Я ушел к себе, в Соломенный переулок. Несколько часов подряд прошагал я по комнате в домашних туфлях, страстно мечтая надругаться над тетушкиным трупом: например, плюнуть в ее синее лицо или проткнуть тростью зловонные внутренности… Я призывал на нее ярость стихий; я молил деревья не давать тени ее надгробью, я молил ветры, чтобы они намели на ее могилу мусор со всей земли; я взывал к сатане: «Возьми мою душу, но только задай перцу старухе!»; потом обращался к небу: «Господи, если у тебя есть рай, выгони ее оттуда!»; я заранее готовился разбить камнями памятник, который ей поставят; я решил послать во все газеты сообщение о том, что тетя Патросинио находилась в гнусной связи с одним испанцем и каждый вечер, в очках и нижней юбке, бегала к нему на чердак.
Наконец, обессилев от ненависти, я уснул мертвым сном.
Поздно вечером меня разбудил Пита: он принес какой-то длинный сверток. Это была подзорная труба. Посылал мне ее Жустино с дружеской запиской: «Вот ваше скромное наследство».
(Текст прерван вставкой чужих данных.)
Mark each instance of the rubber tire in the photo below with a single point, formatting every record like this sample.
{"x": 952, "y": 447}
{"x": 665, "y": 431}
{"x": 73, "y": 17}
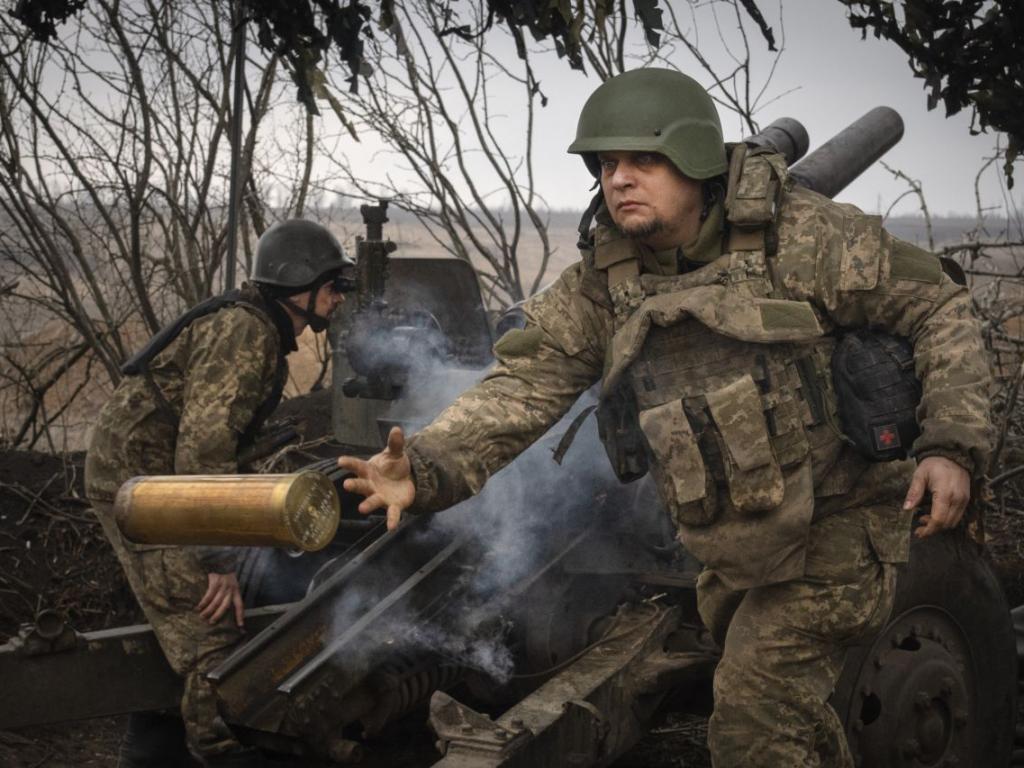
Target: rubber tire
{"x": 948, "y": 571}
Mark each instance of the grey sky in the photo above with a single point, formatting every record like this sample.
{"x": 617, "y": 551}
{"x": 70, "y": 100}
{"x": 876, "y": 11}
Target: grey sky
{"x": 837, "y": 78}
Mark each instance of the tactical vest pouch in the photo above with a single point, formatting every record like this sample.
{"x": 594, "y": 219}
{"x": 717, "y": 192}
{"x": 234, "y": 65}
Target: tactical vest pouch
{"x": 686, "y": 487}
{"x": 878, "y": 393}
{"x": 620, "y": 432}
{"x": 752, "y": 472}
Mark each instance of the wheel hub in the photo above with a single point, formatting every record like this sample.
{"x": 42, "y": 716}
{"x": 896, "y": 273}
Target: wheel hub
{"x": 915, "y": 692}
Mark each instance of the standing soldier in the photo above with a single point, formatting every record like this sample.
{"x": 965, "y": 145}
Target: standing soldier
{"x": 708, "y": 301}
{"x": 192, "y": 399}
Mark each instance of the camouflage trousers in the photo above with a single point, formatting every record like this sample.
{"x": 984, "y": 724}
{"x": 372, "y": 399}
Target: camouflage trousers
{"x": 168, "y": 583}
{"x": 783, "y": 648}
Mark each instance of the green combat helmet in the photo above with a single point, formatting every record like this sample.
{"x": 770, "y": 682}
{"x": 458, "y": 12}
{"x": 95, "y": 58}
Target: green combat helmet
{"x": 653, "y": 110}
{"x": 295, "y": 256}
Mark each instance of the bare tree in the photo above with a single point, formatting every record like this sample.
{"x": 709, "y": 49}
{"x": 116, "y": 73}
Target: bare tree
{"x": 114, "y": 159}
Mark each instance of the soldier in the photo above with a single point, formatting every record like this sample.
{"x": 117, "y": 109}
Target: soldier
{"x": 193, "y": 398}
{"x": 708, "y": 299}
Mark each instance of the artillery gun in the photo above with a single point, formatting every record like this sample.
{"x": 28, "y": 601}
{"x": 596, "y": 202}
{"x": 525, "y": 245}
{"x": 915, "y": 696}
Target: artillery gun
{"x": 544, "y": 622}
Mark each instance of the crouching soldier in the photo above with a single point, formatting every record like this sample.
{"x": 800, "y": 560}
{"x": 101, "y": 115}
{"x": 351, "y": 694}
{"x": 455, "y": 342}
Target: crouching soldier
{"x": 189, "y": 401}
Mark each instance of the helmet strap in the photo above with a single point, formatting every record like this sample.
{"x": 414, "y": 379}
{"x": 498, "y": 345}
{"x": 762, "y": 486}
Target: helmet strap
{"x": 588, "y": 218}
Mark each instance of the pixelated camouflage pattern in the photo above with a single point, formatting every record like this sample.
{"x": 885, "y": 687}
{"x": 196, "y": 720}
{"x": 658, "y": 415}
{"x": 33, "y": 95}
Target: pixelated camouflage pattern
{"x": 794, "y": 586}
{"x": 783, "y": 648}
{"x": 211, "y": 380}
{"x": 678, "y": 469}
{"x": 833, "y": 267}
{"x": 169, "y": 582}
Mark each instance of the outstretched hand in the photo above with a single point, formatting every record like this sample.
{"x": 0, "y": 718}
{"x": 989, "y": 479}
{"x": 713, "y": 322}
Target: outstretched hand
{"x": 385, "y": 480}
{"x": 949, "y": 484}
{"x": 222, "y": 592}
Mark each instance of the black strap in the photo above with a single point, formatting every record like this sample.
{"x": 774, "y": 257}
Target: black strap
{"x": 587, "y": 218}
{"x": 569, "y": 436}
{"x": 138, "y": 363}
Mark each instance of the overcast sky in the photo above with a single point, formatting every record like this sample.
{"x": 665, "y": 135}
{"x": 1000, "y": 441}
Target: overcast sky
{"x": 837, "y": 77}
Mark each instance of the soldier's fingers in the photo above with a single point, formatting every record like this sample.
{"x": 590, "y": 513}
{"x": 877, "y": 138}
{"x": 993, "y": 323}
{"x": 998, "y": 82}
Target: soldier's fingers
{"x": 395, "y": 442}
{"x": 393, "y": 516}
{"x": 358, "y": 485}
{"x": 941, "y": 514}
{"x": 358, "y": 466}
{"x": 211, "y": 592}
{"x": 211, "y": 606}
{"x": 371, "y": 503}
{"x": 222, "y": 605}
{"x": 927, "y": 527}
{"x": 916, "y": 489}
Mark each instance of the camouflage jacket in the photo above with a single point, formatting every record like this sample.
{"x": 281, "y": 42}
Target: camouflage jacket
{"x": 838, "y": 264}
{"x": 201, "y": 395}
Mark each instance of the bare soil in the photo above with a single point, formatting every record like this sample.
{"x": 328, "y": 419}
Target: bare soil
{"x": 53, "y": 555}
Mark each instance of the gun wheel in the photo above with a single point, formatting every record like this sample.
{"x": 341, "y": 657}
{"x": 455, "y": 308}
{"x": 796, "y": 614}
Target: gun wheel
{"x": 938, "y": 686}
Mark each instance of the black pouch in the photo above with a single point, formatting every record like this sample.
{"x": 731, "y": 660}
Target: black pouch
{"x": 619, "y": 427}
{"x": 878, "y": 393}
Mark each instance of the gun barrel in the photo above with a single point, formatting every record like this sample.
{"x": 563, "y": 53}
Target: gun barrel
{"x": 295, "y": 510}
{"x": 785, "y": 135}
{"x": 840, "y": 160}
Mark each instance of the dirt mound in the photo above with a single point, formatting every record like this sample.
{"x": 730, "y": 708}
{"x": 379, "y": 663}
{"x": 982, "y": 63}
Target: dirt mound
{"x": 52, "y": 551}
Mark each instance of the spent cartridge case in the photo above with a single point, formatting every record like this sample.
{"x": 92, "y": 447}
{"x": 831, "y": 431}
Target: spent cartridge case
{"x": 298, "y": 510}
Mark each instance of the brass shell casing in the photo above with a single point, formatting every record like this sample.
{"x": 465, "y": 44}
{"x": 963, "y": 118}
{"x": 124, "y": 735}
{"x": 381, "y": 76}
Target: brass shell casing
{"x": 295, "y": 510}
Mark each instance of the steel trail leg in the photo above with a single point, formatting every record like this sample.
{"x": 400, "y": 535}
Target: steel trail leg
{"x": 588, "y": 714}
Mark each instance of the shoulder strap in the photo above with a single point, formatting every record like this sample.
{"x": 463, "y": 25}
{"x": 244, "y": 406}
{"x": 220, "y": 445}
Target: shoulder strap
{"x": 756, "y": 182}
{"x": 138, "y": 363}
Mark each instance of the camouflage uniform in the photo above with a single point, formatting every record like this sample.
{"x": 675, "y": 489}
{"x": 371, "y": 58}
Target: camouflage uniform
{"x": 799, "y": 536}
{"x": 202, "y": 394}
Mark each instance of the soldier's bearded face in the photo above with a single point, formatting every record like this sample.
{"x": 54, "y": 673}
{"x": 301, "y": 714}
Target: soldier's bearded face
{"x": 649, "y": 200}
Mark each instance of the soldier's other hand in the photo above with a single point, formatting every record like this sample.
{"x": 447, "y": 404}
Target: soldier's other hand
{"x": 222, "y": 593}
{"x": 949, "y": 484}
{"x": 385, "y": 480}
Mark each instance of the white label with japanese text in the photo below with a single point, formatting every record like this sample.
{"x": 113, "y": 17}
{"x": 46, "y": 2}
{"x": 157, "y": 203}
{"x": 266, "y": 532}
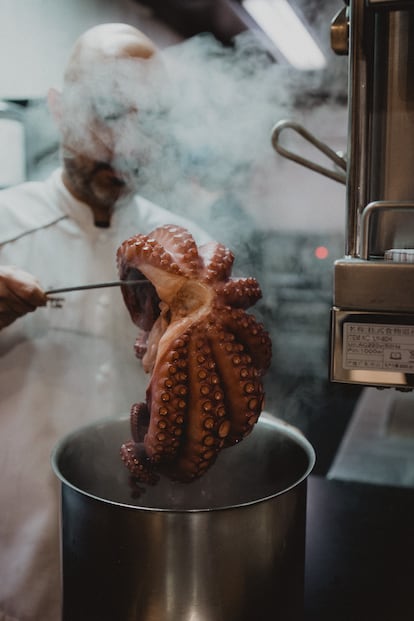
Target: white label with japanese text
{"x": 386, "y": 347}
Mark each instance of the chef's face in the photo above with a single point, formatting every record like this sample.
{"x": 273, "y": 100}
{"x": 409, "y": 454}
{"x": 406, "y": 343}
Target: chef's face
{"x": 102, "y": 157}
{"x": 108, "y": 131}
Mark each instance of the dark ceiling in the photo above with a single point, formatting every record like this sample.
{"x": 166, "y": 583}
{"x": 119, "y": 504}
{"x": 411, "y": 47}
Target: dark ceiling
{"x": 225, "y": 19}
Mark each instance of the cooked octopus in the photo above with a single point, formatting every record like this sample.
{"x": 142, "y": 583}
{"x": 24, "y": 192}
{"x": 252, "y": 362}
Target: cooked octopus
{"x": 205, "y": 353}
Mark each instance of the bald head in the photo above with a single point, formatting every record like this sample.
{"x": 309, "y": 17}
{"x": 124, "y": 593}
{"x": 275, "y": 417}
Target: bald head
{"x": 107, "y": 42}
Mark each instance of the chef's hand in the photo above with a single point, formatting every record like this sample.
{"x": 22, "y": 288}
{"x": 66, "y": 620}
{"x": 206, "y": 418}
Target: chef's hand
{"x": 20, "y": 293}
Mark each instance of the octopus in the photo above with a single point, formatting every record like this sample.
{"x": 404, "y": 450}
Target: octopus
{"x": 205, "y": 353}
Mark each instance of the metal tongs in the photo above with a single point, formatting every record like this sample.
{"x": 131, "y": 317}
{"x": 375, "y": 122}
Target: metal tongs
{"x": 56, "y": 302}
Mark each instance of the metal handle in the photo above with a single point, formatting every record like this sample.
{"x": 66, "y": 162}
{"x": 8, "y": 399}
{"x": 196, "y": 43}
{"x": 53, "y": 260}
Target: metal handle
{"x": 321, "y": 146}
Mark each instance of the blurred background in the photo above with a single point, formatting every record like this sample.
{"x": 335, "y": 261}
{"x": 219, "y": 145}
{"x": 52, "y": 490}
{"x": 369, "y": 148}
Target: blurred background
{"x": 236, "y": 80}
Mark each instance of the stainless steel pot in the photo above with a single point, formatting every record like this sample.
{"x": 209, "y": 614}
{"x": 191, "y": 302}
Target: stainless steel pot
{"x": 228, "y": 547}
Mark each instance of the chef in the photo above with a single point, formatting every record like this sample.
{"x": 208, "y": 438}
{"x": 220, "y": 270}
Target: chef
{"x": 63, "y": 367}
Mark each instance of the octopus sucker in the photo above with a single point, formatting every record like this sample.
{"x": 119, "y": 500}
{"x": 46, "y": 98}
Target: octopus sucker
{"x": 205, "y": 353}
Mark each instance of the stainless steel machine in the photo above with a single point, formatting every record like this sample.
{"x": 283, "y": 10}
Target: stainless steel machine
{"x": 372, "y": 334}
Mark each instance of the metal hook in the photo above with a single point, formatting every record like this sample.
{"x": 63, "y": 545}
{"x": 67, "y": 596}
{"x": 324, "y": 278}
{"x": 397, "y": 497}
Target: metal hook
{"x": 332, "y": 155}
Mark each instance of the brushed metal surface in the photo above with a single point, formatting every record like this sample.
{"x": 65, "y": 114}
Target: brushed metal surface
{"x": 228, "y": 547}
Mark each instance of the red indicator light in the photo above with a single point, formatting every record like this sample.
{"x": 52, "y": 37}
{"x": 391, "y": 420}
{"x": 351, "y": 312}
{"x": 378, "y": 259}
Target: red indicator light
{"x": 321, "y": 252}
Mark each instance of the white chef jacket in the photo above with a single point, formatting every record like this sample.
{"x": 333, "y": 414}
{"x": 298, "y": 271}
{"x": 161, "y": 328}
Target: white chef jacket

Я зажег свечу. С чувством едкой горечи взял трубу, отвинтил крышку и посмотрел сквозь линзу, как смотрят с корабля, затерянного в океане. Да, Жустино угадал! Ехидная Патросинио завещала мне трубу со злобным, глумливым умыслом: чтобы я смотрел через нее на доставшееся чужим людям наследство! И я видел, несмотря на темноту, ясно видел, как Христос из церкви Благодати божией рассовывает пачки бумаг по складкам своего лилового хитона; я видел, как руки умирающего падре Казимиро шарят по серебряной посуде, сваленной на его смертном одре; я видел подлеца падре Неграна в тиковой сутане и ботах от сырости: он самодовольно прогуливался вдоль берега реки, под вязами нашего Мостейро… А я сижу здесь, с подзорной трубой! А я навеки загнан в Соломенный переулок! В кармане панталон весь мой капитал — семьсот двадцать рейсов, — и с этим надо выходить на борьбу со всем городом, на борьбу с самой жизнью! Зарычав, я отшвырнул трубу… она подкатилась к шляпной картонке, где лежал тропический шлем, свидетель моего странствия по святой земле… Вот они — подзорная труба и пробковый шлем, символы роскоши и нищеты, символы моих двух существований! Лишь несколько месяцев тому назад, когда этот шлем красовался на моей голове, я был счастливцем Рапозо, наследником сеньоры доны Патросинио дас Невес… В карманах моих звенело золото, а вокруг благоухали самые ароматные цветы цивилизации, лишь ожидая, когда мне вздумается их сорвать! А теперь, с этой трубой в руках, я жалкий голодранец Рапозо, в стоптанных ботинках, и меня обступил, нацепив безжалостные шипы, весь чертополох жизни…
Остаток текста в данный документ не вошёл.